How to Use Side Hustle Tax Calculator
The Side Hustle Tax Calculator provides an estimate of your federal and state tax obligations specifically for your independent contractor or gig economy earnings. It accounts for income, deductible expenses, and self-employment taxes, giving you a clear picture of what you owe.
What It Does
Use the calculator with intent
The Side Hustle Tax Calculator provides an estimate of your federal and state tax obligations specifically for your independent contractor or gig economy earnings. It accounts for income, deductible expenses, and self-employment taxes, giving you a clear picture of what you owe.

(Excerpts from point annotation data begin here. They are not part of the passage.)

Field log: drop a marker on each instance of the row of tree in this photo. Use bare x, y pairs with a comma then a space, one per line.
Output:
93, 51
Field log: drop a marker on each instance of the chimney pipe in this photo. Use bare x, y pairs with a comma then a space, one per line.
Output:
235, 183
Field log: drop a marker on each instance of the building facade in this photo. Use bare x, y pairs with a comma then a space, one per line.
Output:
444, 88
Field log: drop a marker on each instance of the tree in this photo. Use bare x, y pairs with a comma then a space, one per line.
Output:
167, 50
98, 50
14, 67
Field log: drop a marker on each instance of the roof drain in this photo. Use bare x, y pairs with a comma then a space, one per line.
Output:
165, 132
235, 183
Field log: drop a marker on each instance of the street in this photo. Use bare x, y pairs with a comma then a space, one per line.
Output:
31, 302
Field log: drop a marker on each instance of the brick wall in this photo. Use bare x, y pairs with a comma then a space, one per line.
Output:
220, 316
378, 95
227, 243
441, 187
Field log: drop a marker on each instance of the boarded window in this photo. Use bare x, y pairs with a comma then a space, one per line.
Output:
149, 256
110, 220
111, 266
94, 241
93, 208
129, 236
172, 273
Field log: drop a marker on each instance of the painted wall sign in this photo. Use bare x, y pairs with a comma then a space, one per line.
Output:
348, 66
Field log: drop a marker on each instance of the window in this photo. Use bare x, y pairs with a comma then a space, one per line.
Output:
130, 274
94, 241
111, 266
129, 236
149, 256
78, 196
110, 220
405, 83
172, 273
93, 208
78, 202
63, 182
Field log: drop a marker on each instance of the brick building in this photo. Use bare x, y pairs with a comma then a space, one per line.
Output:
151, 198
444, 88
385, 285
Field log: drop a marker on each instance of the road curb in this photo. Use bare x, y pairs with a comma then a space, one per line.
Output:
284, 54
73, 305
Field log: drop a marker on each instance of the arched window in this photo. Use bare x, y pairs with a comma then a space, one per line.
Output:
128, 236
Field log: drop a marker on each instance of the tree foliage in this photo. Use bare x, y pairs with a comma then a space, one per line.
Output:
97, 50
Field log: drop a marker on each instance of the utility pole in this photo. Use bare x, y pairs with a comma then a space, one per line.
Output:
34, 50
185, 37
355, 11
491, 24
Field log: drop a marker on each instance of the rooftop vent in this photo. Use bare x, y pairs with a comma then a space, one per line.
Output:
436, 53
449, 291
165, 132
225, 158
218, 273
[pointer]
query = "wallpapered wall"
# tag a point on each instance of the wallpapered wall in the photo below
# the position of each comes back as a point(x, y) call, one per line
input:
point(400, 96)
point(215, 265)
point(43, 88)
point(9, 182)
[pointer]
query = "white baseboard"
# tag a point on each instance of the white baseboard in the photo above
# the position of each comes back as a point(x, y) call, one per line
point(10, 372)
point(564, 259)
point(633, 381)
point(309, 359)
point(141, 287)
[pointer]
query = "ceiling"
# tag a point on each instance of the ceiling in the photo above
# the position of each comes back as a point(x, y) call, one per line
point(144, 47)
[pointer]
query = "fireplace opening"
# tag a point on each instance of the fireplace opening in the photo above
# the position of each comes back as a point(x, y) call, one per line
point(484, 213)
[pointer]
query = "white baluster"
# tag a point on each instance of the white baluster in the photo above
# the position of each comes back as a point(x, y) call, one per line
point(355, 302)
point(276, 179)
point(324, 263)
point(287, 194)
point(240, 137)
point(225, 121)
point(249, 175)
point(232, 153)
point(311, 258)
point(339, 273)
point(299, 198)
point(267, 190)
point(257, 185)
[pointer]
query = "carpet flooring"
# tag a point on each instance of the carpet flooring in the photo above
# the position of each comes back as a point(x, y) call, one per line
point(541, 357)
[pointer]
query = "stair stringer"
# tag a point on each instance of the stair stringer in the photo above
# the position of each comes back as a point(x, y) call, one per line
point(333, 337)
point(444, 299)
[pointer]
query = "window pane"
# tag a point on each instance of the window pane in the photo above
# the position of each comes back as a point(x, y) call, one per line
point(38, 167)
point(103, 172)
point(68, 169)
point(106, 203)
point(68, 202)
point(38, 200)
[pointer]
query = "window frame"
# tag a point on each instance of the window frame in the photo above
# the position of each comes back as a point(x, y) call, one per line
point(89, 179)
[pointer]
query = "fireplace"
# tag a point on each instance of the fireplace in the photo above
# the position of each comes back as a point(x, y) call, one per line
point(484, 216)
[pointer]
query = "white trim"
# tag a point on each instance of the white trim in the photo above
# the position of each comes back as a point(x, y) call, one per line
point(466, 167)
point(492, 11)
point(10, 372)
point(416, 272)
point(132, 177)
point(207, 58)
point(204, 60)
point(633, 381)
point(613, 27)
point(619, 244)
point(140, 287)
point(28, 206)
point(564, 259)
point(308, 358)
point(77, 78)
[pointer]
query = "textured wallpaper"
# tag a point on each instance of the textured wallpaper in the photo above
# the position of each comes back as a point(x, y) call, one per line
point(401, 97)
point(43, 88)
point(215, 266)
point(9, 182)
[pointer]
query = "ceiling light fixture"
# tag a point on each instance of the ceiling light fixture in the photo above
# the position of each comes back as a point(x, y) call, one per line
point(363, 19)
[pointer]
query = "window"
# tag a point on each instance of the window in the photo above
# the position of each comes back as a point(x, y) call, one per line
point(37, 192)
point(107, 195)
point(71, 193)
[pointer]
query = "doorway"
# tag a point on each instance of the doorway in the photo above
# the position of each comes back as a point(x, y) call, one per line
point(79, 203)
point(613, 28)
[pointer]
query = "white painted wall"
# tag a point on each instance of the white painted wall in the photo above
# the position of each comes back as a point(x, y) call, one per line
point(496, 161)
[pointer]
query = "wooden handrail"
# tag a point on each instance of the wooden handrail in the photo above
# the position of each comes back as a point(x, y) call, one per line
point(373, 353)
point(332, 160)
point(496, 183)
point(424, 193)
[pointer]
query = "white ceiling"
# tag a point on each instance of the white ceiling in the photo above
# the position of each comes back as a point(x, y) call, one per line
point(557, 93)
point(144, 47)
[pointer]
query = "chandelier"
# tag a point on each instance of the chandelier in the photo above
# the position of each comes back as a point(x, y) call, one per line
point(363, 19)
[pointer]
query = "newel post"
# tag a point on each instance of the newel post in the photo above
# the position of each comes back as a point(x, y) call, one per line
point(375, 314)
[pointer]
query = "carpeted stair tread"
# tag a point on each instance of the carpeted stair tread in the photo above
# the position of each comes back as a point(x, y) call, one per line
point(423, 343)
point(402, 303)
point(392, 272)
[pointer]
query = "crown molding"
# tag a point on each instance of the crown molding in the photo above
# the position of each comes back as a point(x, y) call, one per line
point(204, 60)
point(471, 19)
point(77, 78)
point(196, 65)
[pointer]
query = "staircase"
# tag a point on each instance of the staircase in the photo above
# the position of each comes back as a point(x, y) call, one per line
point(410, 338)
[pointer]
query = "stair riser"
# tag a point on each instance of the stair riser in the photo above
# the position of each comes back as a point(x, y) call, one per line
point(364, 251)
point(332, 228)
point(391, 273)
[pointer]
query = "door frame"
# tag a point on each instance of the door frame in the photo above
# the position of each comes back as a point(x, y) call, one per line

This tool is invaluable for anyone earning income outside of a traditional W-2 job, including freelancers, gig workers, online sellers, consultants, and independent contractors. It helps new entrepreneurs understand their tax burden and allows established side hustlers to track and plan for their quarterly estimated tax payments.
Interpreting Results
Start with Side Hustle Net Income Annual. Then compare Self Employment Tax and Incremental Federal Income Tax before deciding what changes the answer most.
Input Steps
Field by field
- 1
Side Hustle Gross Income Annual
Enter side-hustle gross income, deductible business expenses, primary W-2 income, filing status, and any extra deductions that affect taxable income. Keep business expenses strict; personal spending disguised as deductions will understate tax.
- 2
Side Hustle Deductible Expenses Annual
Read side-hustle net income, self-employment tax, incremental federal tax, and the recommended reserve amount. Self-employment tax alone is roughly 15.3% on most net earnings before federal income tax is added.
- 3
Primary W2 Income Annual
Many side hustlers need to reserve about 25%-35% of net profit for federal tax, and more if state tax applies. If the reserve rate shocks you, the business is less profitable than the gross revenue suggests.
- 4
Filing Status
Move the reserve into a separate HYSA every time you get paid and use the quarterly tax planner to map payment dates. If margins are thin, raise prices or cut weak business expenses before adding more work.
- 5
Additional Deduction Annual
Re-run monthly, after a major income spike, or when W-2 income changes brackets. Track net profit, reserve percentage, and whether quarterly payments still line up with the plan.
Run one base case and one sensitivity case before trusting a single output.
Common Scenarios
Use realistic starting points
Baseline assumptions
Side Hustle Gross Income Annual
$28,000
Side Hustle Deductible Expenses Annual
$4,500
Primary W2 Income Annual
$78,000
Filing Status
single
Start with side hustle net income annual and compare it with self employment tax before changing anything.
Higher Side Hustle Gross Income Annual
Side Hustle Gross Income Annual
$33,600
Side Hustle Deductible Expenses Annual
$4,500
Primary W2 Income Annual
$78,000
Filing Status
single
Watch how side hustle net income annual shifts when side hustle gross income annual changes while the rest stays steady.
Lower Side Hustle Deductible Expenses Annual
Side Hustle Gross Income Annual
$28,000
Side Hustle Deductible Expenses Annual
$3,825
Primary W2 Income Annual
$78,000
Filing Status
single
Watch how side hustle net income annual shifts when side hustle deductible expenses annual changes while the rest stays steady.
Try These Tools
Run the numbers next
FAQ
Questions people ask next
The short answers readers usually want after the first pass.
Sources & References
- Publication 505, Tax Withholding and Estimated Tax — Internal Revenue Service
- Publication 334, Tax Guide for Small Business (For Use in Preparing 2023 Returns) — Internal Revenue Service
Related Content
Keep the topic connected
What Is Self-Employment Tax? Simply Explained
Demystify Self-Employment Tax. Learn how freelancers and independent contractors pay Social Security and Medicare taxes, its calculation, and real-world impact.
What Is Earned Income? Simply Explained
Understand earned income: the wages, salaries, and net self-employment earnings crucial for calculating tax liabilities and eligibility for key tax credits. Learn how it impacts your finances.